Marriage

We cannot change the cards we are dealt, just how we play the game.

When Corey got home from work, he handed me a folded up piece of paper. The only explanation I was given was, “this is for you.” When I opened it, I was really confused. It was a special request chit, which is something typically used in the military to ask for time off. This specific one just had a place and a time period filled in for this afternoon. I didn’t understand.

I asked what it was for. Corey explained that the guys from work wrote it up for him, so he could go to the shooting range with them. It was to get permission from me. I was even more confused. I am probably one of the least demanding spouses; I ask for nothing.

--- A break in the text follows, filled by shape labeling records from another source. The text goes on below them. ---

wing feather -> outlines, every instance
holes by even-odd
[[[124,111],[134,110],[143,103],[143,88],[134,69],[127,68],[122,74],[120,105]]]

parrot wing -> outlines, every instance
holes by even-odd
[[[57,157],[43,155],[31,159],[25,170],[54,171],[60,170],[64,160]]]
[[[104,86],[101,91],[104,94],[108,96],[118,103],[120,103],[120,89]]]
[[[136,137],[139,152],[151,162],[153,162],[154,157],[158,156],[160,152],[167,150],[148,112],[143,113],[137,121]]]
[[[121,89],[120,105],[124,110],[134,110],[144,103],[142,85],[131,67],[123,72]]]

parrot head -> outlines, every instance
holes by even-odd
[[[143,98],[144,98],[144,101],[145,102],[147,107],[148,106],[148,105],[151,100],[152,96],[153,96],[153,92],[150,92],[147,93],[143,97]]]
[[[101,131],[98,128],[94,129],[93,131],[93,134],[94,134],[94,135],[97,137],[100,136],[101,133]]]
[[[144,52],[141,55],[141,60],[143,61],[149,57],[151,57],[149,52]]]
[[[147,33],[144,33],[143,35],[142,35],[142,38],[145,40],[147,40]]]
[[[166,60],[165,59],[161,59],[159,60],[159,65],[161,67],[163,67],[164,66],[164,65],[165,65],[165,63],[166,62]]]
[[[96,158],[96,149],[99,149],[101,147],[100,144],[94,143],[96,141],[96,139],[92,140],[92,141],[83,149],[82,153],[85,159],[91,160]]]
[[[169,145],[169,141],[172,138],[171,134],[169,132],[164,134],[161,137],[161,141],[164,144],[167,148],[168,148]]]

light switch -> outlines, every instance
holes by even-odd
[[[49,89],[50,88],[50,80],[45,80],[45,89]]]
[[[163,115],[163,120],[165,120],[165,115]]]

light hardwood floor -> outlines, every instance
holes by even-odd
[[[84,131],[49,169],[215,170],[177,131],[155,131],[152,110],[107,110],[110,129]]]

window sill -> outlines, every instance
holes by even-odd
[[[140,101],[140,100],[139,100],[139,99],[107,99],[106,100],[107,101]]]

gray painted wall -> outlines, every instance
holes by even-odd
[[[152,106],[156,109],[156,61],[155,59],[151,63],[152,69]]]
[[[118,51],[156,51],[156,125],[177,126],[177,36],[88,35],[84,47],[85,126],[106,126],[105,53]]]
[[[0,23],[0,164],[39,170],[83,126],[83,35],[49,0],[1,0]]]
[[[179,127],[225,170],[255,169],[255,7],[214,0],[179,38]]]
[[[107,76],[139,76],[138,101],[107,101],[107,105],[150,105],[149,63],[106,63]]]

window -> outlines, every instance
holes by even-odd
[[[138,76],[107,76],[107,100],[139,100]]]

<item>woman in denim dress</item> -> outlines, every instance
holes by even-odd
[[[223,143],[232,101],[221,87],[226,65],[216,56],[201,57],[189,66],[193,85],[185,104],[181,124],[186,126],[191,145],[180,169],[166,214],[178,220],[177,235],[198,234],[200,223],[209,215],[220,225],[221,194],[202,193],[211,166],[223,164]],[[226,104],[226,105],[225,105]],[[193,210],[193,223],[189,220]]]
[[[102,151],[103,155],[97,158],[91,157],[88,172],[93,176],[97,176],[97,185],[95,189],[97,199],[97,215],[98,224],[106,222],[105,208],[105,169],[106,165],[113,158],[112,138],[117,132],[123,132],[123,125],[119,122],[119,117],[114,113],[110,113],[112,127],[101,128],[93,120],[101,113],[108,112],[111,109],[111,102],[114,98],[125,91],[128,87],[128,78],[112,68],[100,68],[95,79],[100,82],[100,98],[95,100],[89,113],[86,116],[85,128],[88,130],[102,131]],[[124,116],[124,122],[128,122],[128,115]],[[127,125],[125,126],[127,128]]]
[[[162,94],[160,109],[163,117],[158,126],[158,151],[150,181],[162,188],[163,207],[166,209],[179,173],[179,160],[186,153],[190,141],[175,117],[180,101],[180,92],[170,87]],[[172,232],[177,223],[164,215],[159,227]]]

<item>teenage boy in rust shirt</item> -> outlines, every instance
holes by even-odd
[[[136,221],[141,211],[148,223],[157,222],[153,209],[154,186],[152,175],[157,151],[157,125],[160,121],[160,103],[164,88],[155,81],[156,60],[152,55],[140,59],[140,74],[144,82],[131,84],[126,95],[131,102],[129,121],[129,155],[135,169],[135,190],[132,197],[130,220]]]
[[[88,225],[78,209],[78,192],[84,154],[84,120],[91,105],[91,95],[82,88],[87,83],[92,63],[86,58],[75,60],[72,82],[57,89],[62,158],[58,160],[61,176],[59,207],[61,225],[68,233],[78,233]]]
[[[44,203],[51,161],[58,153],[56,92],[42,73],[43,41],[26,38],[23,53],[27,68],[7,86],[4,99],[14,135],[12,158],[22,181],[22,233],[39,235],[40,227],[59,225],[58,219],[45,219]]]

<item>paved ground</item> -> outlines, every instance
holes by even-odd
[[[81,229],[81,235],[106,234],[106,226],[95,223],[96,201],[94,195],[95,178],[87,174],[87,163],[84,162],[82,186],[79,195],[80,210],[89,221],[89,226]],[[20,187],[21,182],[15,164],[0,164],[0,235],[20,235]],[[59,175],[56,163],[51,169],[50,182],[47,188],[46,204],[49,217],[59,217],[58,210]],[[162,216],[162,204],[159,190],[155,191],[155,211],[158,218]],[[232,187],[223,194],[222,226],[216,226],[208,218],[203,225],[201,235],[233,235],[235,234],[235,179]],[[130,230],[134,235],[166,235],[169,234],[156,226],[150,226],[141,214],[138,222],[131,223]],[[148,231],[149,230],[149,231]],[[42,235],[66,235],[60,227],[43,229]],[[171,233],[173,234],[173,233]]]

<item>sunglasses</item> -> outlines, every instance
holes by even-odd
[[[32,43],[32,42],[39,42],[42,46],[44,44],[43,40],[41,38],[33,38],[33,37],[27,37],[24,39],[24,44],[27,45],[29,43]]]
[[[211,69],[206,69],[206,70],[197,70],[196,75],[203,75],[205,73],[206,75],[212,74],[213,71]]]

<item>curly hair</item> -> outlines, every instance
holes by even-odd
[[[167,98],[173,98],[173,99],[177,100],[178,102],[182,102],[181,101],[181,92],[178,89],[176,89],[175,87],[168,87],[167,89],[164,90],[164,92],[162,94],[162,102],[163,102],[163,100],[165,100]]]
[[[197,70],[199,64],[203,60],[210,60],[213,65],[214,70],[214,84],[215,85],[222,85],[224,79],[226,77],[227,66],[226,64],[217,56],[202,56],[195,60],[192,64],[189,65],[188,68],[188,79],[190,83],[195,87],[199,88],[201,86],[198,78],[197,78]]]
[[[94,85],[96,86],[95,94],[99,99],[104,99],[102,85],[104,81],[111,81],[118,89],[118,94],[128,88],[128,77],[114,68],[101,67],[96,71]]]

So, I asked if that was supposed to imply that I’m some kind of controlling wife..? I have no idea how Corey describes me to his friends. As usual, Corey got mad, called me defensive and said I can’t take a joke. He said he knew he didn’t need permission from me to do anything and he does what he wants.

The thing that probably bothered me the most, besides the unnecessary passive aggressiveness, was that we were supposed to go shopping that afternoon. For Corey. Because he wanted me there to help him pick out clothes for a job interview. That I wrote his resume for. That he delayed doing the day before even though he got home from work early.

He also went to the range after work earlier in the week with one of his work friends. And then came home and played video games for a few hours. I did not complain, not once. But, I’m the bad guy, or implied bad guy? Not sure how that works.

I stopped complaining a long time ago. I guess in some way, I’ve resolved myself into believing that this is just my life, the cards I’ve been dealt. Spoiler alert: it’s not a winning hand.